I found some of my teaching colleagues incredibly unsympathetic and hostile to my 'remedial' pupils,some or whom were coping with home lives that would reduce many of us to gibbering wrecks. I found one of 'my' boys selling shoes on his uncle's stall at the local market. He offered to give me a discount of 5% and he was able to quote the reduced pricesinstantly. He was convinced he was useless at maths. They could also do instant subtraction when playing darts and some could work out the odds on a treble accumulator on the dogs. They used as much as they needed of anything they learned in school. The ethos of the school, whose head had only ever worked in a highly selective Christian Brothers grammar school before, was alien to them. My biggest problem was making them see how they could use what I could teach them in their own lives. At least I managed to get a good course on health, relationships and parenting past the Chairman of the governors, Father English! (Including methods of contraception). I wish some of my patronising colleagues could have listened to the wisdom and insights that they showed in discussions on these subjects which really mattered to them.
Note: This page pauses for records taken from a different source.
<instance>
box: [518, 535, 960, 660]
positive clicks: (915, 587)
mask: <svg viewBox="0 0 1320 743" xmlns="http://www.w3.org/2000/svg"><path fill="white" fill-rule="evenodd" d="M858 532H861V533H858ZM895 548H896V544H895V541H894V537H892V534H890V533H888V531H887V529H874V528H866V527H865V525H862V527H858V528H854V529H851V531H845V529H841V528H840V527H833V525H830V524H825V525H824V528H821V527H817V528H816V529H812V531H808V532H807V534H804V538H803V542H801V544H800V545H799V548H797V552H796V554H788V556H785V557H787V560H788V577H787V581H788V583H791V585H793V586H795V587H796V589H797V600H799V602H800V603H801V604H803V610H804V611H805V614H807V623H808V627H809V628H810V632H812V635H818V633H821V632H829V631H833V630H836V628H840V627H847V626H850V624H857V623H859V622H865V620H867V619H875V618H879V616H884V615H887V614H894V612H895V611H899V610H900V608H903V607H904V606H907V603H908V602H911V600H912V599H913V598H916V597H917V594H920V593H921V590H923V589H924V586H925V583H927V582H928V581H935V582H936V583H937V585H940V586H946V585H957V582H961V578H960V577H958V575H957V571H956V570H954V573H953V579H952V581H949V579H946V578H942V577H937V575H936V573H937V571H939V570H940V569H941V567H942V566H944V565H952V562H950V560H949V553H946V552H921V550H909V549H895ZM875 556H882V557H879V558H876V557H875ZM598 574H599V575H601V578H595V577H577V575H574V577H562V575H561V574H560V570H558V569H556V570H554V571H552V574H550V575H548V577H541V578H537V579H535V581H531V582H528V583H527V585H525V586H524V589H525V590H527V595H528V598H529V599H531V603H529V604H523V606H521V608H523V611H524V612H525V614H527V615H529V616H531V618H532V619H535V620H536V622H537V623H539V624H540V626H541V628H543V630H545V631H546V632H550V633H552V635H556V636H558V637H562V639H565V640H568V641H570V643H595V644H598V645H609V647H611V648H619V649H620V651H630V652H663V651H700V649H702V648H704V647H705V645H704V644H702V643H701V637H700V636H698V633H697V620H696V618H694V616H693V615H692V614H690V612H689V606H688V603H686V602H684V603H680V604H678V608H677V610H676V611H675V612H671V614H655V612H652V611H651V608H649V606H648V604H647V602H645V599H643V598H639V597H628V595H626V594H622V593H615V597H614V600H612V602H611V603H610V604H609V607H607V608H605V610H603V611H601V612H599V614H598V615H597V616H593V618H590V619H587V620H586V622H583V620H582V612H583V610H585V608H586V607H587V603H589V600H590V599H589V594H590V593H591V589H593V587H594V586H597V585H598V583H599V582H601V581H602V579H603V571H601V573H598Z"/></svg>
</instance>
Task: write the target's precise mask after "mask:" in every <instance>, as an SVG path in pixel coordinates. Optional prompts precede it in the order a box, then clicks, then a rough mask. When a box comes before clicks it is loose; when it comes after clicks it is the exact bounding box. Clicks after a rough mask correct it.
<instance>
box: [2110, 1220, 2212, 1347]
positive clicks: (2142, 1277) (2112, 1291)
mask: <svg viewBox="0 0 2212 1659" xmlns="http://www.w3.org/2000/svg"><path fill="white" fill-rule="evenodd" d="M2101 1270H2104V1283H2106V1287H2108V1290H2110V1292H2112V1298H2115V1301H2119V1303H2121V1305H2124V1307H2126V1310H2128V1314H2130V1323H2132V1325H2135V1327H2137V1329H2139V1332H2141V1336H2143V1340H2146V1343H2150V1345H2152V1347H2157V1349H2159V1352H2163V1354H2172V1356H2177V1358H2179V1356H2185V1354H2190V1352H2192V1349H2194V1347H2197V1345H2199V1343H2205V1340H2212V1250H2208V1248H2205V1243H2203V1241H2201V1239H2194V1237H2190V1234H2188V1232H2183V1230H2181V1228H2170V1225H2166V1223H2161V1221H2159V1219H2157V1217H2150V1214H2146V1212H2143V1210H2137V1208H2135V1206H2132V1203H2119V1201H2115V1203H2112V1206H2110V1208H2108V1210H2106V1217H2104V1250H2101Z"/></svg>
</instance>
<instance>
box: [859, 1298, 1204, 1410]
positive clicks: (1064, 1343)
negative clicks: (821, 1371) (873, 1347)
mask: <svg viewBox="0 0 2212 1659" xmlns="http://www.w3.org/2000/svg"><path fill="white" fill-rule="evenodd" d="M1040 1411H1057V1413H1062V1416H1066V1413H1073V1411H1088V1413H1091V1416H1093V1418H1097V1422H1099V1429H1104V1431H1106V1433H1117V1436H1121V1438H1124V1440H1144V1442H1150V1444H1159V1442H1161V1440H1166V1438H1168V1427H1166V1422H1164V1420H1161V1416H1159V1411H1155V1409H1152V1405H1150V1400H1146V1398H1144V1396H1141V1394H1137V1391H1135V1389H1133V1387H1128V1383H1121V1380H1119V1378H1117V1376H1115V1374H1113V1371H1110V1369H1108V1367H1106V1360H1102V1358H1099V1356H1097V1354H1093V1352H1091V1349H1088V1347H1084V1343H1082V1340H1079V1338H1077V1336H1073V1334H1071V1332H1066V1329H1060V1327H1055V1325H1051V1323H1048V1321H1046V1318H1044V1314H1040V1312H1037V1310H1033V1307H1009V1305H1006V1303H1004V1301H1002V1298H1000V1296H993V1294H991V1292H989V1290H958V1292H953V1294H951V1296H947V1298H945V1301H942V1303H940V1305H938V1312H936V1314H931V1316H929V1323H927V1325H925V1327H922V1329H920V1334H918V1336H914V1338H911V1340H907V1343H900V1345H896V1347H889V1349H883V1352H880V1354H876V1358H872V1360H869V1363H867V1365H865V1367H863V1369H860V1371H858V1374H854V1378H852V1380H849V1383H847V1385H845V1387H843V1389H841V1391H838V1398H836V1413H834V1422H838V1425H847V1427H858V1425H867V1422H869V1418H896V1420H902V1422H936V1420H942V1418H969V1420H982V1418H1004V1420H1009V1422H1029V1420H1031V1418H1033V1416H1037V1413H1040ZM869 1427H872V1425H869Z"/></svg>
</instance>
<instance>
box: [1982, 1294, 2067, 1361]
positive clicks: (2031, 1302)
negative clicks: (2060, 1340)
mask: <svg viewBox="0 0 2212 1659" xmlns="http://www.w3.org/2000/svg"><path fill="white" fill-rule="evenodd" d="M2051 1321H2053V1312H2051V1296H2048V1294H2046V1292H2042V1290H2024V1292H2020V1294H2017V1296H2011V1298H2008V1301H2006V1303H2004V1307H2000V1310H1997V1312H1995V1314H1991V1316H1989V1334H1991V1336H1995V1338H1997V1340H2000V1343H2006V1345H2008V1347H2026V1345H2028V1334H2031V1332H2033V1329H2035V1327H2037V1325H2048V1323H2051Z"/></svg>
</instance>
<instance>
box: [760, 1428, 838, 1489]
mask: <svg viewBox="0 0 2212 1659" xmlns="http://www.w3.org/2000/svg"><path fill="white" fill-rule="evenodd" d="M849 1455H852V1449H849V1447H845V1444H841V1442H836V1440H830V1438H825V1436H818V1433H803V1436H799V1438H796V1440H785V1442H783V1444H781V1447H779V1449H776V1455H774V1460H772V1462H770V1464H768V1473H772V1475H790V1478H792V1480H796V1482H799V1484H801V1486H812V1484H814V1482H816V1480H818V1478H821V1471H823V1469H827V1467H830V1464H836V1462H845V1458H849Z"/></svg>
petallus Sun 08-Apr-12 08:07:10

Greatnan I'm putting up a challenge to your claim to have had as underprivileged a childhood as anyone here on the basis that your parents encouraged you to read widely and listen to classical music.

As for attitudes towards people who don't manage to retain much general knowledge, can't spell or speak properly, well one of the reasons I gave up the Guardian and struggle sometimes with Private Eye is the sniggering in both those publications by well-educated/public school types at others who have had poor/little education and who come from backgrounds where anything cultural is alien or actively discouraged.

Let's admit it, on the whole Gransnetters are a posh bunch smile

bagitha Sun 08-Apr-12 09:08:52

It's possible to become well-educated even when you come from a deprived background, as the rise of the middle class shows. Well-educated does not equal posh, nor does posh equal well-educated.I don't think it would help tomconfuse the two.